How to Secure a Trampoline on Concrete
If you need to put your trampoline on concrete, you can still secure it against high winds or a storm.
I generally don’t like the idea of a trampoline sitting on concrete. It is pretty hard if the kids fall onto it from the trampoline, or even climbing on and off it. The concrete also doesn’t absorb a great deal of the bounce, so it’s possible for it to move across the concrete.
However sometimes, you just don’t have level ground, or you only have a courtyard, or simply, the concrete is already there. So, let’s figure out the best approach for you.
1. As You Are Pouring The Concrete
If you have the chance to pour the concrete, this is the best time to include auger-style anchors into the concrete. These auger or corkscrew-style anchors can be 8”-12” long, with a hook at the top.
The anchors should go in the center of each leg of the trampoline. There should be four of them.

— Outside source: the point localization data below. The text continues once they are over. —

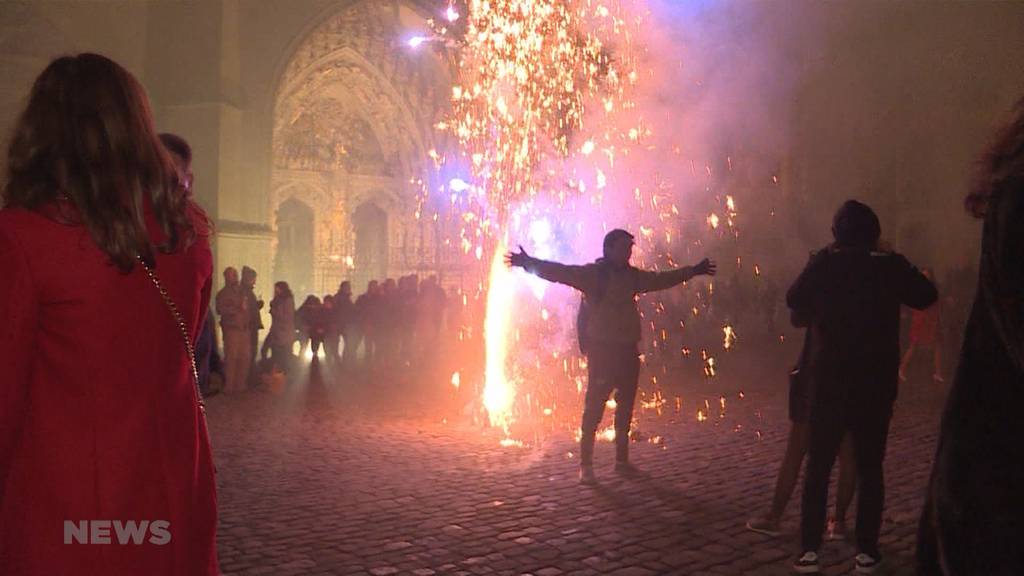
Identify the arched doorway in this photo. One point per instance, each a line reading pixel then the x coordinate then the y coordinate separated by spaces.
pixel 370 228
pixel 294 260
pixel 353 122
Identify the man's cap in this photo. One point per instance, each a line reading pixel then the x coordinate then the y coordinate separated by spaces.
pixel 615 236
pixel 856 225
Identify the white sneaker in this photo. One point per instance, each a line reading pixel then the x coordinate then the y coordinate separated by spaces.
pixel 807 564
pixel 866 564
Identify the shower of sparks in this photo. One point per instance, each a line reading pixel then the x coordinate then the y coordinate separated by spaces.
pixel 526 70
pixel 550 133
pixel 730 337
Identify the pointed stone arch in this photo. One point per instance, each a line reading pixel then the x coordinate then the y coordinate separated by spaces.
pixel 353 122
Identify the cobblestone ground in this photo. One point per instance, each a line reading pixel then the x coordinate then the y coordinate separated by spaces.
pixel 344 478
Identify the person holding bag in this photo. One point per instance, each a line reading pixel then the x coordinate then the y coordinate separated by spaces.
pixel 105 464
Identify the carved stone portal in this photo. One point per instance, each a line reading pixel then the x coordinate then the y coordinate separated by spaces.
pixel 353 123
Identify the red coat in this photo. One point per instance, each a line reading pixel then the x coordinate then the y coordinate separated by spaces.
pixel 98 418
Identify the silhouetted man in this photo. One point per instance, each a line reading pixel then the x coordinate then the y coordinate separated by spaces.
pixel 206 344
pixel 852 292
pixel 610 333
pixel 254 305
pixel 233 311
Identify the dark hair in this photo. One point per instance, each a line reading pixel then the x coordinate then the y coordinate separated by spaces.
pixel 176 145
pixel 856 225
pixel 612 237
pixel 87 134
pixel 1003 164
pixel 286 290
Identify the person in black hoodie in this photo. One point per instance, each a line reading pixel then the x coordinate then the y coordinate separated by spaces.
pixel 973 522
pixel 851 292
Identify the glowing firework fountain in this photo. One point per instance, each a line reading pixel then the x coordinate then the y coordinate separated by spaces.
pixel 544 110
pixel 525 70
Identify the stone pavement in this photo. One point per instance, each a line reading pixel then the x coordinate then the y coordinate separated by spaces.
pixel 344 479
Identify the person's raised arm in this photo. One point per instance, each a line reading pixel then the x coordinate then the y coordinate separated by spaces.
pixel 581 278
pixel 653 281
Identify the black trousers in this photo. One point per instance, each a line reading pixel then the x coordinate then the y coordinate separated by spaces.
pixel 609 367
pixel 868 427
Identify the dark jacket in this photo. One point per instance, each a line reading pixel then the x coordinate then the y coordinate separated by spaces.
pixel 615 318
pixel 975 501
pixel 852 298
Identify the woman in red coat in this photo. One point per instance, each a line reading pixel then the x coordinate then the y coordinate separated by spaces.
pixel 104 459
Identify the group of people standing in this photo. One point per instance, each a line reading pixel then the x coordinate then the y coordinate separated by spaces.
pixel 99 238
pixel 849 297
pixel 393 323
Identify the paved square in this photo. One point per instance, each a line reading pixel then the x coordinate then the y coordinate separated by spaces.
pixel 358 477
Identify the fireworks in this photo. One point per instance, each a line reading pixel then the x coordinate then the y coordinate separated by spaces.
pixel 550 131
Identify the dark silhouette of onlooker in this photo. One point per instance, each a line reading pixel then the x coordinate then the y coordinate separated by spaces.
pixel 281 338
pixel 206 346
pixel 233 310
pixel 309 320
pixel 254 305
pixel 796 450
pixel 851 293
pixel 344 315
pixel 94 424
pixel 332 330
pixel 973 522
pixel 367 321
pixel 611 333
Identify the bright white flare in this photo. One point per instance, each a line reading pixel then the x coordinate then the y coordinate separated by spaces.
pixel 499 389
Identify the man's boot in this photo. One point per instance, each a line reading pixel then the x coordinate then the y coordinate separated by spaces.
pixel 587 459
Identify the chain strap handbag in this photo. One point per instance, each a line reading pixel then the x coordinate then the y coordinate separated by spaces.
pixel 189 350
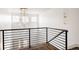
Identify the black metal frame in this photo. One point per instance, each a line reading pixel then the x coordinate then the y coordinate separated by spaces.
pixel 38 28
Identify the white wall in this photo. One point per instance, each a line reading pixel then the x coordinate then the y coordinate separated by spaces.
pixel 54 17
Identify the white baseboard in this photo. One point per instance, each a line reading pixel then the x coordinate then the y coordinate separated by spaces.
pixel 72 46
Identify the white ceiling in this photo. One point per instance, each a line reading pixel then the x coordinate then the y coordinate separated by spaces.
pixel 16 10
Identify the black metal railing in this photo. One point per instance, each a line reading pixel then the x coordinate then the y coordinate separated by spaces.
pixel 14 39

Measure the anchors out ahead of time. Use two pieces of brickie’s string, and cross these strings at the point where you want the anchor to go.
Insert the anchors into the concrete within 15mins of it being poured. It sets pretty quickly, even it if does take some time to cure properly.
Once you have put the trampoline in place, tie down the frame with rachet straps. Make sure the straps go over the top of the frame, near where the springs go in, as well as going around the bottom of the legs.
2. If The Concrete Is Already Poured
If you already have a slab of concrete that looks just perfect for your trampoline, fear not, we have a solution for that as well.
There are rock climbing anchors that are going to be perfect for this job.
You want the fancy ones that resist being pulled perpendicular. I recommend Petzel Coeur.
Use a masonry drill bit to drill a hole in the concrete. You’ll want a power-drill that has a hammer setting, to help get through the concrete.
Put the anchor in place, and tighten the bolt. This will make the bolt snug against the hole where you have just drilled the bolt.
Again, secure the frame of the trampoline with tie down rachet straps against the anchor.
How To Secure A Trampoline On A Deck
It can be difficult to secure a trampoline on a deck. It’s possible to use anchors directly onto the decking, but in heavy winds, your deck itself might be compromised as the anchors are pulled out of the decking.
One solution is to put the anchors underneath the decking into the soil. You would then use long tie down straps to come up through the gaps in the decking, to join up to the frame.
Be sure to use at least four anchors and tie down straps. Once these are in position, rachet them tight.
There are many good ways to secure a trampoline against high winds and hurricanes. Be sure to choose one that is suitable to your trampoline and likely wind speeds. A flying trampoline is not safe, and you should do everything you can to avoid it.